Patrick Brown, right, drives downcourt past Dino Harris Friday night during an ABA summer league game at Jackson Street Community Center. (Justin Sellers/The Vicksburg Post)
Patrick Brown, right, drives downcourt past Dino Harris Friday night during an ABA summer league game at Jackson Street Community Center. (Justin Sellers/The Vicksburg Post)

Vicksburg says farewell to ABA

Published 12:00am Saturday, July 19, 2014

None of the six guys warming up in the Jackson Street Community Center Friday night were famous. There wasn’t a mob of autograph seekers lining the streets as they made their way into the gym, and the only cameras in the building were those on the iPhones of the handful of spectators clustered together in the stands.

It wasn’t a night of NBA stars. And that’s exactly why they were there.

The players, drenched in sweat from pre-game drills, were in Vicksburg to play an American Basketball Association summer league game with the Jackson Showboats, hoping their dedication will pay dividends with a professional contract. The Showboats have been in town all summer, working out and holding games inside the downtown community center in hopes of cultivating the roster’s talent and helping them get noticed along the way.

“It’s about getting guys that want to do their best to get to the next level, because it’s not just about being an athlete at this level,” said Grant Worsley, the general manager of the Showboats. “You have to really be organized and be good with your time management and stuff like that. None of these guys are going to have the red carpet laid out for them.”

For players like Cordaryl Campbell, the league has offered somewhat of a fresh start. The former Tougaloo star has the intangibles of a shooting guard, but because he was one of the biggest guys on his team in college, he was forced to play in the post at a position that was far less comfortable or complementary to his size. Playing in this summer league has allowed him to showcase his skills as a guard who can distribute the ball and create scoring opportunities — a valuable asset to potential pro suitors.

“I think it’s been pretty good for me. I’ve had a chance to display some of my guard talent, which in college I wasn’t able to do that,” Campbell said. “It’s been pretty nice to do that and kind of share the ball, get the ball down the court, make people better and put people in a position to score.”

The Showboats’ summer roster is littered with guys like Campbell — players whose passion for basketball has driven them to keep chasing the dream inside the green and grey walls of the Jackson Street Community Center.

Patrick Brown was an NJCAA All-Star at Coahoma Community College and has played every game with the Showboats over the summer. Like everyone else, he expects his time to serve as a stepping stone to a bigger, brighter stage.

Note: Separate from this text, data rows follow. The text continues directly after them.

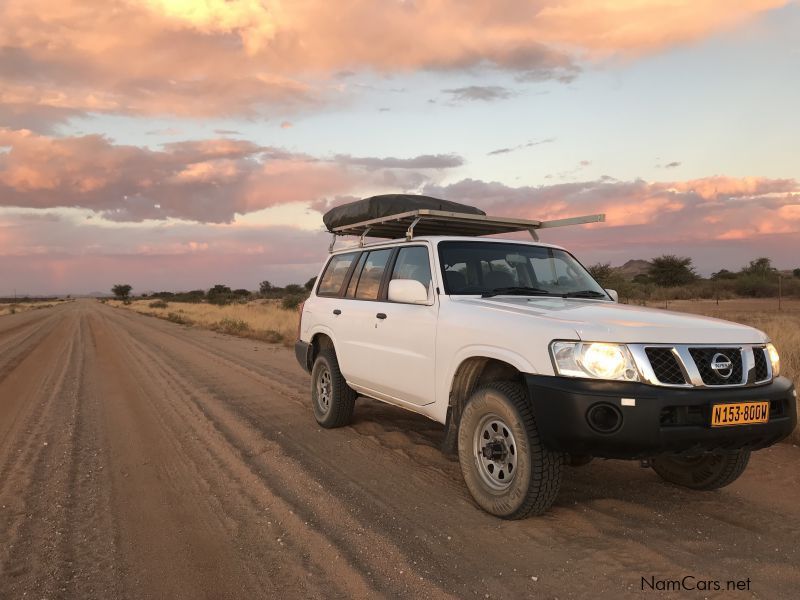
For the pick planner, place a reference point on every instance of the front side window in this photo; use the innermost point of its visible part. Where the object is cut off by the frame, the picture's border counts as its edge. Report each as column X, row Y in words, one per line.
column 490, row 268
column 369, row 280
column 413, row 263
column 332, row 279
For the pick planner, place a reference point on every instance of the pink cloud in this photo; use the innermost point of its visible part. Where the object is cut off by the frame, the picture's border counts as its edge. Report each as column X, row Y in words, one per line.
column 59, row 59
column 206, row 180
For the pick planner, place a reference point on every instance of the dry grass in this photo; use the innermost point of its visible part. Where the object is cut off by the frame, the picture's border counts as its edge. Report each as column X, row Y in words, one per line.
column 260, row 319
column 18, row 307
column 266, row 320
column 782, row 326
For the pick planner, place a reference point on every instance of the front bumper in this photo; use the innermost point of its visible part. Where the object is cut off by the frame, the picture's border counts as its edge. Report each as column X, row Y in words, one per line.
column 662, row 421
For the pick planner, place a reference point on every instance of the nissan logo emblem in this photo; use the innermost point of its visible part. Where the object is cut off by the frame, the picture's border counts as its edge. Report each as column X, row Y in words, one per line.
column 722, row 365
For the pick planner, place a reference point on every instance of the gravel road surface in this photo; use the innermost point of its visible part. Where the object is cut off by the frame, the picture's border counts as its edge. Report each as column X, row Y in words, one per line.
column 144, row 459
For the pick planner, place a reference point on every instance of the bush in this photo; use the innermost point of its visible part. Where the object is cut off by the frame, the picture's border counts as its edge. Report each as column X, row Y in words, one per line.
column 756, row 287
column 231, row 326
column 179, row 319
column 292, row 302
column 271, row 336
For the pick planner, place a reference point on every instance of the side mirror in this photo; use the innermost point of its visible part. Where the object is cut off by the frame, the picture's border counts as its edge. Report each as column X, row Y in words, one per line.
column 407, row 291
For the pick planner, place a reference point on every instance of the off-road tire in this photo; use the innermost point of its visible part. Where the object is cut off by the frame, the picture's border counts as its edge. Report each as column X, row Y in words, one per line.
column 537, row 472
column 333, row 408
column 705, row 472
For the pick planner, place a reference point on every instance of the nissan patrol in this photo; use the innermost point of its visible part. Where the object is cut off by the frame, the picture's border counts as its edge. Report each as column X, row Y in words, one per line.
column 530, row 364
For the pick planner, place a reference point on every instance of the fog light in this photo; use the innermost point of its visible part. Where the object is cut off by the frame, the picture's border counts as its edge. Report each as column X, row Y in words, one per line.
column 604, row 418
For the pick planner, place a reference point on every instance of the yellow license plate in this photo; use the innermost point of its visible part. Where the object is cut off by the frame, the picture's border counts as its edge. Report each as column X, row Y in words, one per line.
column 740, row 413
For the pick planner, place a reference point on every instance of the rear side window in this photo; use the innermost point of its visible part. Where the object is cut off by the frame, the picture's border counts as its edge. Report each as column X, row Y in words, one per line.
column 335, row 272
column 369, row 281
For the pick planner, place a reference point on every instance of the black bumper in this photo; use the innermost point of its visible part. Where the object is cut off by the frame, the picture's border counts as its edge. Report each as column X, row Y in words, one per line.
column 663, row 420
column 301, row 353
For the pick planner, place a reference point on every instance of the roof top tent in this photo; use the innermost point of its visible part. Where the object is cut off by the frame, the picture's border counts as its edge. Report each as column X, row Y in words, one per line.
column 394, row 216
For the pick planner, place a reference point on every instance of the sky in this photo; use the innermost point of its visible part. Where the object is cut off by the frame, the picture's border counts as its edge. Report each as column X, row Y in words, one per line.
column 177, row 144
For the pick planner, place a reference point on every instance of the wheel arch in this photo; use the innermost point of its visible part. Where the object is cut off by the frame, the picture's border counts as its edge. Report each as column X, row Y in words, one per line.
column 470, row 373
column 320, row 339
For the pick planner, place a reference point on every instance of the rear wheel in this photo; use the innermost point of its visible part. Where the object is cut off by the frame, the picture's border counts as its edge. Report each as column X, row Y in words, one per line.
column 708, row 471
column 332, row 399
column 508, row 471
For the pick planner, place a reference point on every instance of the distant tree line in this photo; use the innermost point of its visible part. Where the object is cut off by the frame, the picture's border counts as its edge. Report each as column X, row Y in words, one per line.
column 290, row 296
column 674, row 277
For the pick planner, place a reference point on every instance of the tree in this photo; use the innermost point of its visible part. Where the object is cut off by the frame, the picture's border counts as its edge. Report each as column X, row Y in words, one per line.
column 219, row 294
column 723, row 274
column 602, row 272
column 121, row 291
column 761, row 267
column 670, row 270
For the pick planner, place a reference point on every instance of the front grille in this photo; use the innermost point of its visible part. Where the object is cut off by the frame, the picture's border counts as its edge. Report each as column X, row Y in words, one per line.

“To have the Jackson Showboats title on you really says a lot. It’s a big step with me… a big step up,” Brown said. “I’m just trying to get there step by step.”

That’s what the ABA is at its core. The league and its players are known as nose-to-the-ground grinders working to reach that next level. It’s a good lesson for the young kids who come out to watch the team dribble and dunk and dive across the court.

“I know that it has done well as far as letting people know that there is talent here,” Worsley said. “It’s for the youth, to let them see that hey, I don’t have to be at a big powerhouse school. If I work hard and have the talent, I can be seen.”

But Worsley is realistic. He understands that most of the guys on his roster will never receive a professional contract, so he’s more concerned with developing men than he is talent. It’s a key component of the Showboats’ makeup, something that has pushed the players far more than any sprint or workout.

“It’s not just about being a good basketball player. It’s about being a good person in society. That’s what I’m really about. You may not play in the NBA or overseas, but by playing hard you can take those same intangibles to be a teacher, a high school coach, a junior college coach, an AAU coach, or even working at just a regular job,” Worsley said.  “You don’t have to be on ESPN and the no. 10 draft. You can still play and follow your dream and go do higher things.”